Waldren has seen some physicians sign up to work for telemedicine providers as a way to earn extra income. Some of those companies will allow doctors to see only their own patients. That way, if your patients want to go online, they can see if you are available. If you are not available, they can see a different provider but one you are connected with through the company.
Patient convenience isn’t the only factor pushing telemedicine, notes David N. Gans, FACMPE, senior fellow for industry affairs with the Medical Group Management Association. As more employers self-insure, they are incentivized to spend more on employee health, such as offering on-site healthcare clinics or telemedicine options that keep their employees out of the emergency department.
“This shifts services to new providers and changes the relationship some PCPs have with their patients. Practices need to consider how they are responding,” Gans says. “Are they offering telehealth or flexible hours, for example? If not, 2016 is the year to get started. Don’t get left behind.”
Elizabeth Pector, MD, a family practitioner in Naperville, Illinois and member of the Medical Economics advisory board, shared some of her practice’s early experiences offering telemedicine through a program in which patients describe their problem via text and a non-physician practitioner screens it to see if the problem can be handled via texting.
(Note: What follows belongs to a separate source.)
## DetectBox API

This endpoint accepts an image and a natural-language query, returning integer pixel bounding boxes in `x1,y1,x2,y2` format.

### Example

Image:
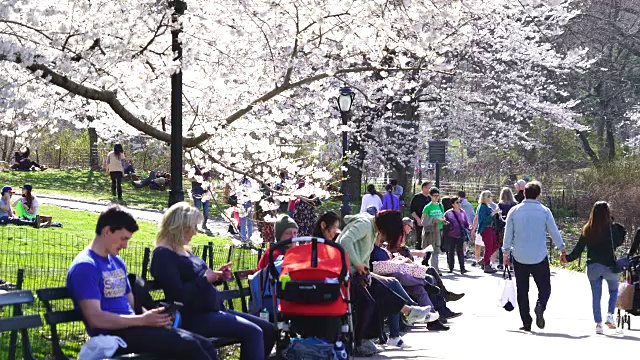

If so, the patient is charged a fee for the virtual visit.
The practice hasn’t publicized the program much yet so the numbers aren’t large, but so far they have found that patients appreciate the option of getting healthcare after hours. “We are able to help many of them but some definitely needed to be deferred in favor of a face-to-face visits, which of course is not going away,” Pector says. “Telehealth will never completely replace hands-on exams.”
She adds that the key to making it work is having good protocols for which conditions can and cannot be treated remotely. Having a good “front door” web page that lists the range of problems that can be managed via text is important.
One issue that remains unresolved is if the practice expands the service and physicians are assigned to call times, how will they be reimbursed? Will they be paid even if no one uses the service during their call time? “A lot needs to be worked out,” she says.